Vor gut einem Jahr verließ ein Innenminister, der Schiffen die Anlandung verboten hatte, sein Amt. Die Diskontinuität in den Entscheidungen, die von der darauffolgenden Regierung groß angekündigt wurde, ist auch heute noch nicht einmal im Ansatz zu erkennen. Wir bezweifeln sogar, dass sie jemals umgesetzt werden wird. Die Liste der Fehltritte ist lang: weder wurden die Sicherheitsdekrete aufgehoben, noch abgeändert, Seenotrettung findet verspätet statt oder wird ganz unterlassen, die Schiffe der NGOs werden unter Angabe von administrativen Gründen festgehalten, die [sogenannte] libysche Küstenwache erhält weiterhin Finanzierungen, und das Aufenthaltsrecht von Migrant*innen wurde auf eine Art legalisiert, die man schlichtweg Betrug nennen kann. Diese unvollständige Liste zeigt, dass sich, bis auf die Rhetorik und manche Kraftakte, die aktuelle Regierung von der vorhergehenden, Lega-geführten in Bezug auf den Umgang mit Migration kaum unterscheidet.

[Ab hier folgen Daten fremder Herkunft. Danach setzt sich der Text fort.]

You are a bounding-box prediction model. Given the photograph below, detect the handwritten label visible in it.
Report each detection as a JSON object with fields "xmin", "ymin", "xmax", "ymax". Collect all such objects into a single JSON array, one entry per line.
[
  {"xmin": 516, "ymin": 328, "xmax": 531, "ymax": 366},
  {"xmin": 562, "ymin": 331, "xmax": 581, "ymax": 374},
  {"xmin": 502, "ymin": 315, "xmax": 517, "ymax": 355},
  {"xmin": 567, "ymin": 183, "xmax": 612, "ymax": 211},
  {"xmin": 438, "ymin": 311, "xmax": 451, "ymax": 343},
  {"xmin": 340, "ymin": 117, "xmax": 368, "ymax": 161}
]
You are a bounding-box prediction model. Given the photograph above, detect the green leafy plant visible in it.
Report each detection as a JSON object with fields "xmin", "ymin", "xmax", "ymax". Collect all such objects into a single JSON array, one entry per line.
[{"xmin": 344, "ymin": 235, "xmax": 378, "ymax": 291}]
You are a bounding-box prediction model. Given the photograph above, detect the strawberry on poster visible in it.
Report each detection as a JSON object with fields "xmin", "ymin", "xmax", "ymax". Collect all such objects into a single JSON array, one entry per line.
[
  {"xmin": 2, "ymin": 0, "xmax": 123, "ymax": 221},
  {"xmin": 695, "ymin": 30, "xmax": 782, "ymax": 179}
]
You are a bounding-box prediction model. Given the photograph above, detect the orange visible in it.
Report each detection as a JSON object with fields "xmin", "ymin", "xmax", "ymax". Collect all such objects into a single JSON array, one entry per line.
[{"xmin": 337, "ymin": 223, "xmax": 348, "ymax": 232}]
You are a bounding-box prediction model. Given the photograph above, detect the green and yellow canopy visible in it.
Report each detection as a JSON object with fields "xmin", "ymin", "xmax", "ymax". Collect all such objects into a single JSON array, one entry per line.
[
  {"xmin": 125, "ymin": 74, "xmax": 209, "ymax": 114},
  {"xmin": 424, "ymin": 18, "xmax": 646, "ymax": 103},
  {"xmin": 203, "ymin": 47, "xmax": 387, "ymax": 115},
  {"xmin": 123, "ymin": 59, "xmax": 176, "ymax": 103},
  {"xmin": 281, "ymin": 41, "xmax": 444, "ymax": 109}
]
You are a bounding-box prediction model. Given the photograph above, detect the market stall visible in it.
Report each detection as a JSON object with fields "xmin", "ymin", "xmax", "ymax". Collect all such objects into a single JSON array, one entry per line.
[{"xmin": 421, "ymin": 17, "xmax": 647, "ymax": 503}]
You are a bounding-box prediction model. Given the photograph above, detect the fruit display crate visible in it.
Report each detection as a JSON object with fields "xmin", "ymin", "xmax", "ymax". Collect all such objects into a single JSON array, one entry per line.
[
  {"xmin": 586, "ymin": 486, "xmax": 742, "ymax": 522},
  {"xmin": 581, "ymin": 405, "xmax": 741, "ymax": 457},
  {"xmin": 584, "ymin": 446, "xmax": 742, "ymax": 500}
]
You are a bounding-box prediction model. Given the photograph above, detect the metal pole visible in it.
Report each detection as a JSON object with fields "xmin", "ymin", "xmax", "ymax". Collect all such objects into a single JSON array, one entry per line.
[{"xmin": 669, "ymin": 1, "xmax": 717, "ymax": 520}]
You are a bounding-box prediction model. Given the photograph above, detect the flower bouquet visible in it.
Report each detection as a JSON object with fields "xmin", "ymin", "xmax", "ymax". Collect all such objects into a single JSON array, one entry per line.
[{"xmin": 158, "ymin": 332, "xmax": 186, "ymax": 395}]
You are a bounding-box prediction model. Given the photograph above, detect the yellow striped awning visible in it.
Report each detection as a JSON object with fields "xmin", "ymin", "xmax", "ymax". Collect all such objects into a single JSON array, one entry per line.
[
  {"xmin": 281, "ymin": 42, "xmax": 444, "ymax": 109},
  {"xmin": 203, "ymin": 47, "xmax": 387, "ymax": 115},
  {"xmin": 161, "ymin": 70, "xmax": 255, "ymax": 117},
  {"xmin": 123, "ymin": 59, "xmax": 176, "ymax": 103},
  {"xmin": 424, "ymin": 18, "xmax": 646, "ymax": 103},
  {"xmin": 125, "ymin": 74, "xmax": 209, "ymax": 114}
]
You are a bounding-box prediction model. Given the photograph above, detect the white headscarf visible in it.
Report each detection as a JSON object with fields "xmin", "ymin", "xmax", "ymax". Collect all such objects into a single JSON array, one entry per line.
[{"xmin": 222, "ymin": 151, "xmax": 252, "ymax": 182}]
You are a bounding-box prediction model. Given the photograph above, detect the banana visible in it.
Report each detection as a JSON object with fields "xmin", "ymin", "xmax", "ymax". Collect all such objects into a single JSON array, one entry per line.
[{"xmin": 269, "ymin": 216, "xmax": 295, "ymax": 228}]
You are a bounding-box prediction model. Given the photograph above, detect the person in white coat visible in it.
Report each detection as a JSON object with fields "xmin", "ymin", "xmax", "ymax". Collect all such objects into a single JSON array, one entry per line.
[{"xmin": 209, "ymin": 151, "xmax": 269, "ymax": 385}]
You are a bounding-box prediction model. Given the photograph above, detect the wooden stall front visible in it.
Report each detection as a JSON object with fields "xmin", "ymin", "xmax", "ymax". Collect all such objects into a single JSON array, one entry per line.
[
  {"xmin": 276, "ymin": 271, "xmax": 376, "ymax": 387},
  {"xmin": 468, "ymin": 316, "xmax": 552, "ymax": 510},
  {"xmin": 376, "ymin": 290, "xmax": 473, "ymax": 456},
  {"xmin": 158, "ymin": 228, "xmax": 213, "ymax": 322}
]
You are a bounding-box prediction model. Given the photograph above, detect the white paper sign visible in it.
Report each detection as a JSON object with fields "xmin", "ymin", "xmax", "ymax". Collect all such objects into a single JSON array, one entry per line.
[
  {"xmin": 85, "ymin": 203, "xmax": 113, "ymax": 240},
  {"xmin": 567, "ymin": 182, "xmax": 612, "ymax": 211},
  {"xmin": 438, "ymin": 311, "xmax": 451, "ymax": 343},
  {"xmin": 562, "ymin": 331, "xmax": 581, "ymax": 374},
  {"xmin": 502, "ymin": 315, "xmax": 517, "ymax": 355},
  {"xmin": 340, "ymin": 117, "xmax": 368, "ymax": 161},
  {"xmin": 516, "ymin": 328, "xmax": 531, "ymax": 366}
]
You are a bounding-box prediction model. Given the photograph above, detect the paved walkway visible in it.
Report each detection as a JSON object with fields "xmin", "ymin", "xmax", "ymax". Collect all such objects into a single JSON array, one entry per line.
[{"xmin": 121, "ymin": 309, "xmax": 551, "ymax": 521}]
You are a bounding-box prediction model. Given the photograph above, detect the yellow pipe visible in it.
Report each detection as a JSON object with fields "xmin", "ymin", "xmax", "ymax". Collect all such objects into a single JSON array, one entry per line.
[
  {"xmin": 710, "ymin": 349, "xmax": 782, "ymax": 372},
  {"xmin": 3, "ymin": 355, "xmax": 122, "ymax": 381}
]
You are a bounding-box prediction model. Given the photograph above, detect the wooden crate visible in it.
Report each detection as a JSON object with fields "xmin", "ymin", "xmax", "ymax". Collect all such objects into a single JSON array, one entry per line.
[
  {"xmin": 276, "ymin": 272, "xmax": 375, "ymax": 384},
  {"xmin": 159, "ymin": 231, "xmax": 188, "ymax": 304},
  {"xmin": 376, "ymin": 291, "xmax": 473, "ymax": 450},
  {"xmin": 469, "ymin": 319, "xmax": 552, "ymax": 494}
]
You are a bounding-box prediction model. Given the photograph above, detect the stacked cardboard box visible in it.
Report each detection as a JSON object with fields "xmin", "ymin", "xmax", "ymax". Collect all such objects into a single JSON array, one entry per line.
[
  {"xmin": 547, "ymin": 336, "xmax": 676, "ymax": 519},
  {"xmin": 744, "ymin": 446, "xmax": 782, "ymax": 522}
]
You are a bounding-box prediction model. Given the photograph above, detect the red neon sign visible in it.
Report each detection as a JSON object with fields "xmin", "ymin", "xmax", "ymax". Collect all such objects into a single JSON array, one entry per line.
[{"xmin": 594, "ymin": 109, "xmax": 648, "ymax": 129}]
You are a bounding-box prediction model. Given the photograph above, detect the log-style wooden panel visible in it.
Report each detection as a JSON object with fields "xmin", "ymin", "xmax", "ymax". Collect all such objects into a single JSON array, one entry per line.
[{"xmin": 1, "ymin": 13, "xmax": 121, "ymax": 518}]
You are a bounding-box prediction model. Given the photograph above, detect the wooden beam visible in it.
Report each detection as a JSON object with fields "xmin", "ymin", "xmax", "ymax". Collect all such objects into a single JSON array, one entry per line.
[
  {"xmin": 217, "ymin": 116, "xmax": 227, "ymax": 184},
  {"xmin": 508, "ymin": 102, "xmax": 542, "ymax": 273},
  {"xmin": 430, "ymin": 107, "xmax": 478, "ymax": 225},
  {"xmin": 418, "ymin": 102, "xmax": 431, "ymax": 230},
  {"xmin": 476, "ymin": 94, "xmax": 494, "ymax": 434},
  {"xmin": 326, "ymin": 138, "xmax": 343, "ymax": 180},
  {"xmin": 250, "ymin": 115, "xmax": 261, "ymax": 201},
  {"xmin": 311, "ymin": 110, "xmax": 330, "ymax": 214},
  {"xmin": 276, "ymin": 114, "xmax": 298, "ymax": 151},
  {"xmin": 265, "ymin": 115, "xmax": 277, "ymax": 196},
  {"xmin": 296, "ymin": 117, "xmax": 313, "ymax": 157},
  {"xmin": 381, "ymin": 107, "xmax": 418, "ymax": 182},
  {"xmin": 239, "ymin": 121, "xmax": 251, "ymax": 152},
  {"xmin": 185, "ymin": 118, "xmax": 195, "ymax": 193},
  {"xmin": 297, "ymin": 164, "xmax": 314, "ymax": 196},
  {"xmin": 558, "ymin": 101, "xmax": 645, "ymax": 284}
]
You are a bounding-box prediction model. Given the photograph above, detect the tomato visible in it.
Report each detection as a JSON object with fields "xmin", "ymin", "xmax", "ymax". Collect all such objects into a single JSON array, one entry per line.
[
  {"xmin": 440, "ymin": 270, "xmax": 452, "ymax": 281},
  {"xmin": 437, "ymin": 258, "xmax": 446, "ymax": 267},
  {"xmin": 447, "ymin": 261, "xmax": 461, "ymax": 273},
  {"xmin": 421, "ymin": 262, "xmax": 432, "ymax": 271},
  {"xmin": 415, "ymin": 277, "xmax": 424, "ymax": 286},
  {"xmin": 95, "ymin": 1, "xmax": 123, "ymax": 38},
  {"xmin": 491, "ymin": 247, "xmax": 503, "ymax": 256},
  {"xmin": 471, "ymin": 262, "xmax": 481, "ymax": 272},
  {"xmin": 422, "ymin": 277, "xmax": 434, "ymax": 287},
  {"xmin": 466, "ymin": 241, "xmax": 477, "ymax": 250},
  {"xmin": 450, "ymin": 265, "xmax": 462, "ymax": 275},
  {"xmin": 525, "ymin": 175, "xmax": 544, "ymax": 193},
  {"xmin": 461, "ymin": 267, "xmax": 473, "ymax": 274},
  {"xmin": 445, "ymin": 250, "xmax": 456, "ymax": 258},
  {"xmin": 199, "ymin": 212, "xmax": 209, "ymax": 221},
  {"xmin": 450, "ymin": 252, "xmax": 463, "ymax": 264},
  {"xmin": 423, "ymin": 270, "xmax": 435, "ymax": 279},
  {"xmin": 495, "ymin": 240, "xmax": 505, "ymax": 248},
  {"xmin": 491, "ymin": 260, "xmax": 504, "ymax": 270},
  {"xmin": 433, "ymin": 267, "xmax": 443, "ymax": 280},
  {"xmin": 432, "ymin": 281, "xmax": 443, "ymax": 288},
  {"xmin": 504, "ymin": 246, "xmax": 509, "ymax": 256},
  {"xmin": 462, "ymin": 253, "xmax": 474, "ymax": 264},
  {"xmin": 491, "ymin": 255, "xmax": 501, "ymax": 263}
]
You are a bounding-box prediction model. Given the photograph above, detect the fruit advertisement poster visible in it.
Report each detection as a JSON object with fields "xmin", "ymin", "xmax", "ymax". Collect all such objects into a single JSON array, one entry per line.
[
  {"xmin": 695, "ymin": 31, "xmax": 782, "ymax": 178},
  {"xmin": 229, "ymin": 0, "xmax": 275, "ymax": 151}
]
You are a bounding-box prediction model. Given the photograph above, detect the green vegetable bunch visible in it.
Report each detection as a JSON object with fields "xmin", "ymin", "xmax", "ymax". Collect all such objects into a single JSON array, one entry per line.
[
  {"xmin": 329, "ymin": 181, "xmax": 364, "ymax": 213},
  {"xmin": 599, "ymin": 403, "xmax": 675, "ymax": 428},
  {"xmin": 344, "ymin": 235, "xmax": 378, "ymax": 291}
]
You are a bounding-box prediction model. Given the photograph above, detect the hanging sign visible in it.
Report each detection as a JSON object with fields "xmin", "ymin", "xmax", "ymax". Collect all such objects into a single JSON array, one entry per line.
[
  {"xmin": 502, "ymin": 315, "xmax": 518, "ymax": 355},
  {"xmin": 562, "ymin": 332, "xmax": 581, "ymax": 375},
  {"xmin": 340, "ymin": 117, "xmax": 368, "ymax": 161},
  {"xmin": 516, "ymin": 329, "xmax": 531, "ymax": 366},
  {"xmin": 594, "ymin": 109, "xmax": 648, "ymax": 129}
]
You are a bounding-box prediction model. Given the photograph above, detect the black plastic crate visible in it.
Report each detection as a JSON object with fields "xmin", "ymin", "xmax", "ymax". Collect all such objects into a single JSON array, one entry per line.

Wir wollen weiterhin die Geschichten der Menschen erzählen, die wir treffen und die diesen furchtbaren Moment hautnah erleben.

Sana

Sana ist ein junger Mann aus Gambia. Während er sich die x-te Zigarette anzündet, bleibt sein Blick nach unten gerichtet und das Feuerzeug kann er nicht still in den Händen halten. Er sagt: „Ich gehe weg, ich will nicht mehr auf einem Bett sitzend darauf warten, dass mir jemand einen Termin gibt, um meine Papiere in Ordnung zu bringen, ich warte seit zu langer Zeit. In meiner Wohneinrichtung haben sie mir gesagt, dass das Polizeipräsidium noch keine Termine vergibt und es immer weiter aufschiebt. Ich muss aber wissen was ich machen soll, zu viele Menschen zählen auf mich“.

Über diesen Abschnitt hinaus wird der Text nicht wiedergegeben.